Nadia Villafuerte was once born in 1978 in Tuxtla Gutiérrez within the state of Chiapas, Mexico. She studied journalism and tune, and she or he has won fellowships from the National Fund for Culture and Arts (FONCA) and the Foundation for Mexican Letters (FLM), each in Mexico. Her publications come with 3 collections of brief tales: Preludio (Prelude), Barcos en Houston (Ships in Houston), and ¿Te gusta el látex, cielo? (Do you Like Latex, Honey?), and the radical Por el lado salvaje (On the Wild Side). Her paintings has additionally been anthologized in more than a few collections. She has an MFA in inventive writing in Spanish from New York University. Villafuerte lives in New York City, the place she is recently pursuing a Ph.D. in Spanish and Portuguese languages and literature at New York University.

About the Translator

Julie Ann Ward was once born in Oklahoma in 1983. She holds a Ph.D. in Hispanic languages and literatures from the University of California, Berkeley. Her book A Shared Truth: The Theater of Lagartijas Tiradas al Sol was once printed in 2019 with the University of Pittsburgh Press, and her essays, fiction, and translations have gave the impression in World Literature Today, Latin American Literature Today, Dancing with the Zapatistas, PostScript, InSight: A Journal of Scholarly Teaching, Theatre Journal, Trans/Modernity, Latin American Theatre Review, Revista de Estudios Hispánicos, Revista de Literatura Mexicana Contemporánea, and Paso de Gato. She lives in Norman, Oklahoma. 

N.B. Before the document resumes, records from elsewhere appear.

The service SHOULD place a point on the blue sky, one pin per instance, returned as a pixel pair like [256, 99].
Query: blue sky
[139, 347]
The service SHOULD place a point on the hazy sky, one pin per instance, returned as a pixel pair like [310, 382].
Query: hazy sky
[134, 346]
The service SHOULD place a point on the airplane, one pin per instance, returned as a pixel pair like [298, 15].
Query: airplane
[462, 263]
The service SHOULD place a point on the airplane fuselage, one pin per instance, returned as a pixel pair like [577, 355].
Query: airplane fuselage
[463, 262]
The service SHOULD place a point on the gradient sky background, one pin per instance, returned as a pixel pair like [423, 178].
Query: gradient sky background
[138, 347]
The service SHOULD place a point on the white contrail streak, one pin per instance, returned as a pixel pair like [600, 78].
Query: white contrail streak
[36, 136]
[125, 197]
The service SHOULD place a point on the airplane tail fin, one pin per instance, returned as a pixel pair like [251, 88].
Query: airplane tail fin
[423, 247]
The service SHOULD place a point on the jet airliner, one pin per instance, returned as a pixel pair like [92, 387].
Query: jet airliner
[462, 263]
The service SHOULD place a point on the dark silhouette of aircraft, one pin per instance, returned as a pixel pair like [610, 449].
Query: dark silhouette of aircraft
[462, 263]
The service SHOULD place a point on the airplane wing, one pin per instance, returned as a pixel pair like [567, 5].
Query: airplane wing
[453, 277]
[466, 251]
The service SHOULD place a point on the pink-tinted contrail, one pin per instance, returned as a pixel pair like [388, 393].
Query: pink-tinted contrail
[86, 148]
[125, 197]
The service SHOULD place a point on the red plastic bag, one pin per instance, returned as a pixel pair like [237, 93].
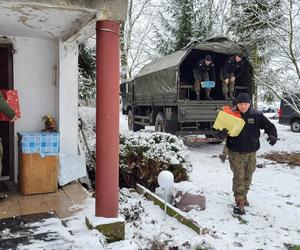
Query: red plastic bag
[12, 99]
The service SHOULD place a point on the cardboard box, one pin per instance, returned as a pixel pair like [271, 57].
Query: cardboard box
[12, 99]
[233, 124]
[38, 174]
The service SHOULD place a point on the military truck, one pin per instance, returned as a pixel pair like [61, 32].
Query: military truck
[162, 94]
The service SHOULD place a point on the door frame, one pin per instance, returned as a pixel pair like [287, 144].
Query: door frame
[11, 152]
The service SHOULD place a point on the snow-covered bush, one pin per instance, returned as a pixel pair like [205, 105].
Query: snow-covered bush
[144, 155]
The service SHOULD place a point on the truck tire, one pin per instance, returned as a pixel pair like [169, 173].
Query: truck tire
[212, 136]
[295, 125]
[130, 119]
[131, 125]
[160, 123]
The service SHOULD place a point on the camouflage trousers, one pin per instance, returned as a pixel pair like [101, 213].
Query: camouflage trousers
[1, 154]
[243, 166]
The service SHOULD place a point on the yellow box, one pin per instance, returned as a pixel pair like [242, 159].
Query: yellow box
[233, 124]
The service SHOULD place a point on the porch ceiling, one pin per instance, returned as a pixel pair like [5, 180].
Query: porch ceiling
[44, 21]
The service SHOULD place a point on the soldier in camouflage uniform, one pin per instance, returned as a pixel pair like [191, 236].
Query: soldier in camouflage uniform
[4, 108]
[233, 69]
[242, 149]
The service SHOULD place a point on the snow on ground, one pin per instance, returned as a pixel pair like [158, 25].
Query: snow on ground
[272, 219]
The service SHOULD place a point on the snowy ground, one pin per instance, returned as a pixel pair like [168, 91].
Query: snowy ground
[272, 220]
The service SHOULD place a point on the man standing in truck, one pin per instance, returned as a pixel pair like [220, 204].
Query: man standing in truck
[233, 68]
[204, 71]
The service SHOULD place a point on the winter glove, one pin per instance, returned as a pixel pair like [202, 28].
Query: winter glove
[222, 134]
[272, 140]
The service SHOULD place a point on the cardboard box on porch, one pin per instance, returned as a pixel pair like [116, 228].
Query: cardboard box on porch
[38, 162]
[12, 99]
[38, 175]
[233, 124]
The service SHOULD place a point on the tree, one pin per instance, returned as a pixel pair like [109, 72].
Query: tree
[87, 72]
[250, 22]
[283, 75]
[136, 38]
[176, 28]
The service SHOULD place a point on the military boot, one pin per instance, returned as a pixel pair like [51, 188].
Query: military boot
[246, 202]
[226, 96]
[239, 207]
[3, 197]
[207, 95]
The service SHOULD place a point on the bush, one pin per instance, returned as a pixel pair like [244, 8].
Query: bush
[144, 155]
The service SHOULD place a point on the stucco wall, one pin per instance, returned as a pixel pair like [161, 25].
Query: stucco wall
[68, 97]
[34, 79]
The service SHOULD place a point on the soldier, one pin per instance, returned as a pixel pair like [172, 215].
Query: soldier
[204, 71]
[242, 149]
[232, 70]
[12, 116]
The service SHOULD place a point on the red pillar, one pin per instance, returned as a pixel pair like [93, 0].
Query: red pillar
[107, 118]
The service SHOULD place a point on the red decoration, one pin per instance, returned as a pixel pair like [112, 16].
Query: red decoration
[12, 99]
[228, 110]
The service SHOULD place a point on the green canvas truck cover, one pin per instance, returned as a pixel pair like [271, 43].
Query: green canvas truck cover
[159, 78]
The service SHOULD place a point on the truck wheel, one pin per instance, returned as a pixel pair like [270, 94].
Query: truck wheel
[295, 126]
[160, 124]
[131, 124]
[213, 142]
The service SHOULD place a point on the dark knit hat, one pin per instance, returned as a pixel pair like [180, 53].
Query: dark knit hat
[243, 98]
[208, 58]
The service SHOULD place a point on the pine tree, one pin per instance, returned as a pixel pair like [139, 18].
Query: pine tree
[87, 72]
[249, 22]
[177, 19]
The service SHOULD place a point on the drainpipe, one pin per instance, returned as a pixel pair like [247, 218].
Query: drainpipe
[107, 118]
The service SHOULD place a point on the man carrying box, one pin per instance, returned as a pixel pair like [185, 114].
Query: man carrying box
[243, 147]
[4, 108]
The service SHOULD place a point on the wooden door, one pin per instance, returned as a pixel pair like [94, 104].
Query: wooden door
[7, 128]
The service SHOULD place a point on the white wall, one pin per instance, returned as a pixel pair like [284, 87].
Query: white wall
[72, 164]
[68, 97]
[33, 78]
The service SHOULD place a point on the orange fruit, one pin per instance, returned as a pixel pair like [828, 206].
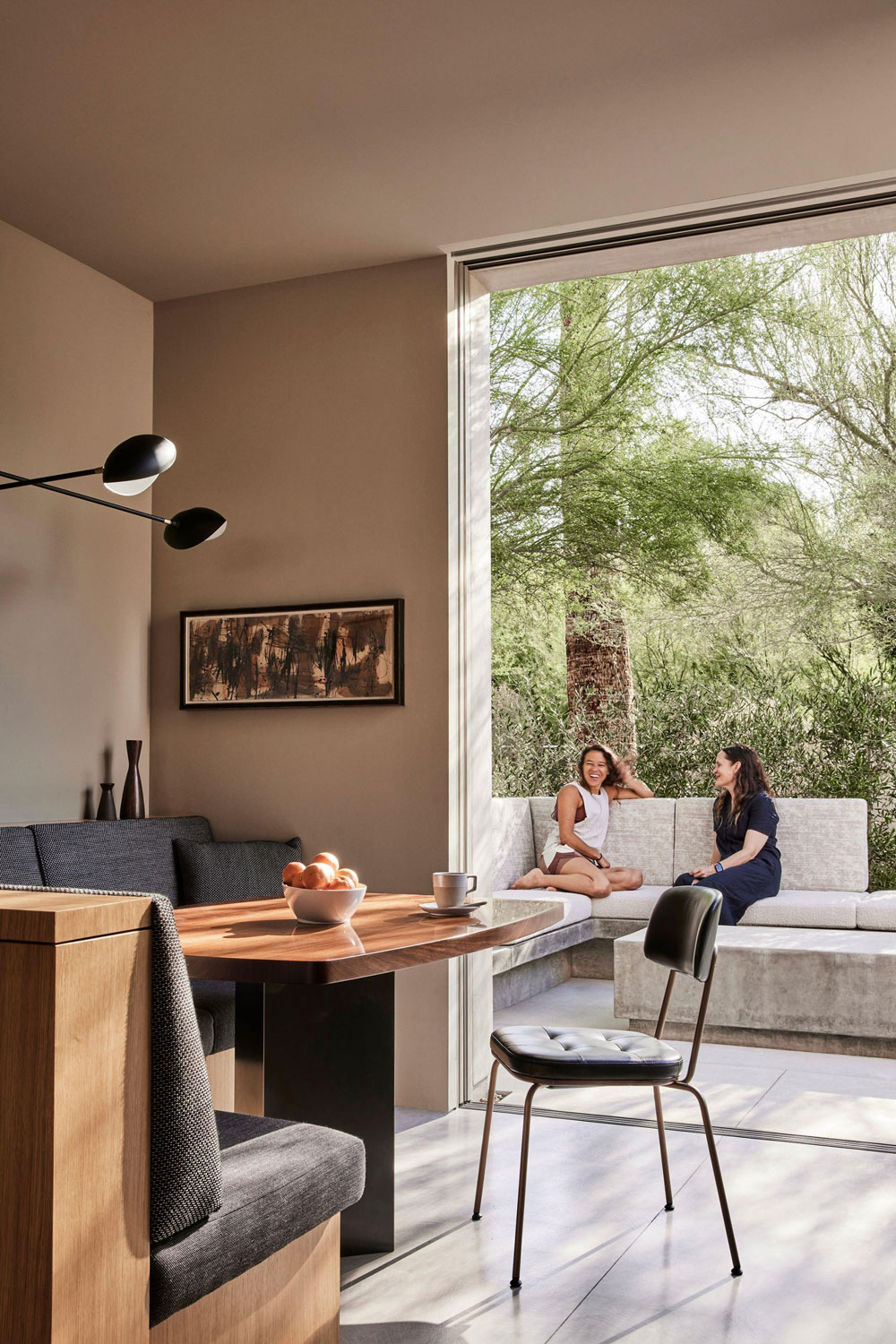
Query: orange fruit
[324, 857]
[319, 875]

About Undiscovered Americas

Logo for Undiscovered Americas book series

Undiscovered Americas is an open-get right of entry to sequence from Downstate Legacies which was once based in 2016 through Steve Halle as an imprint of the Publications Unit within the Department of English at Illinois State University. It publishes lost sight of books from North, Central, and South America, with an emphasis on misplaced or out-of-print books and books translated into English. UA has an academic challenge to make necessary books to be had to lecturers and scholars at no cost in easily accessible electronic formats. Print copies of UA books also are to be had by way of print-on-call for.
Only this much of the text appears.